The largest companies often have the resources to take care of their land, Linegar said.

"When I look at the properties that Gallo and K-J have, I see a lot of stewardship," Linegar said.

Pushing innovation sometimes backfires, when the big companies raise the bar too high, and smaller companies with fewer resources are pressured to keep up, several sources in the environmental and grape-growing communities said.

"There's a limit to how far the industry wants to go," said David Keller, Bay Area director of Friends of the Eel River, a North Coast environmental group. "There are some major players who would continue their practices as is until there are no more fish in their streams."

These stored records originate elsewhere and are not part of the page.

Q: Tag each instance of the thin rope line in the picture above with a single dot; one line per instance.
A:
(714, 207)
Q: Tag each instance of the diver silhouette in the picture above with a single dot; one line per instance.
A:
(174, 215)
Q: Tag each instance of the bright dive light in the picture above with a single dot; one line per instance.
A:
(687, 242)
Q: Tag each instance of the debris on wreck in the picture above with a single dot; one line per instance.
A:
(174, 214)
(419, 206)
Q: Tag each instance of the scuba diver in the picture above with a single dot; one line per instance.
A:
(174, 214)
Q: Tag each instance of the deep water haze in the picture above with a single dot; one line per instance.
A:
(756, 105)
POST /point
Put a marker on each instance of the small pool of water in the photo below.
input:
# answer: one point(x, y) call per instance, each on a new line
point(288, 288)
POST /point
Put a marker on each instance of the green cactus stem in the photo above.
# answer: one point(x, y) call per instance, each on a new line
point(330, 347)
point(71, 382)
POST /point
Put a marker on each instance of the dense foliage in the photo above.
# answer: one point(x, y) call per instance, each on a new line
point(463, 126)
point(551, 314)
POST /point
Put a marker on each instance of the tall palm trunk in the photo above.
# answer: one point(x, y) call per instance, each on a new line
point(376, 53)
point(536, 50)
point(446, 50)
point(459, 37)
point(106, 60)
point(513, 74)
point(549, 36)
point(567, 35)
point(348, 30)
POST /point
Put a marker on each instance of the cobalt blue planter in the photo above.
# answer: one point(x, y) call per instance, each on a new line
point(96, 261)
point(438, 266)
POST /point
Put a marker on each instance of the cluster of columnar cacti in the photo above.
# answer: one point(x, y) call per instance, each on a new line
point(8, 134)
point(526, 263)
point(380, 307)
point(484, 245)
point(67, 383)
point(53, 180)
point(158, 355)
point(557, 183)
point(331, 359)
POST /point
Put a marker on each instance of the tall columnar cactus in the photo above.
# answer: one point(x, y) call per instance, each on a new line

Simi Winery, now owned by beverage giant Constellation Brands, helped create Fish Friendly Farming, a voluntary certification process through which farmers create and sustain healthy fish habitat on private lands.

"The idea that just because you're big you can't be environmentally sensitive just doesn't hold water anymore," said Steve Smit, vice president of vineyards and grape management at Constellation. "I can think of smaller companies that are less environmentally aware than we are."

Rigorous certification

The FFF program, which is considered a rigorous environmental certification, helps farmers meet local, state and federal regulations that are designed to protect endangered fish habitat. To comply, farmers plant cover crops between vines to limit erosion, find ways to reduce water use, keep storage units from leaking chemicals into the soil and spread straw on dirt roads to limit erosion and air pollution from dust.

If the farmer diverts water from a river or a stream, the pipes are checked to make sure there's a suitable "fish screen" to keep endangered marine life from getting sucked up into the pipes.

After those and other steps are taken, the National Marine Fisheries Service and state Regional Water Quality Control Board sign off to make the certification official. Overall, the process can take a year or two to complete, said Laurel Marcus, executive director of the California Land Stewardship Institute, which runs the FFF program.

In Sonoma County, 22,500 acres of vineyards — or more than a third of the county's vineyards — are certified or in the process of obtaining certification, Marcus said.

All of Constellation's 950 planted acres in Sonoma County are certified as FFF. Vineyards owned by Ferrari-Carano, the fifth-largest vineyard holder with 1,115 planted acres, and Treasury Wine Estates, with 881 acres, also are 100 percent certified, Marcus said. Rodney Strong has the certification for its nearly 800 planted acres.

At its core, Fish Friendly Farming is a guide to help farmers navigate and meet the complex regulations that many say are costly and difficult to follow.

But having FFF certification doesn't necessarily mean that a vineyard owner is going above and beyond what's required by law. It means they're following the rules, Marcus said.

Often, wineries do go beyond the requirements, restoring creeks and streams, she said.

"We've had people take land out of production, or set their banks back (from creeks)," Marcus said.

Jackson Family Wines and Gallo have only certified a few vineyards, Marcus said.

"Neither one of them has really adopted this program, which is fine," Marcus said. "It's voluntary, so we're not too worried about it."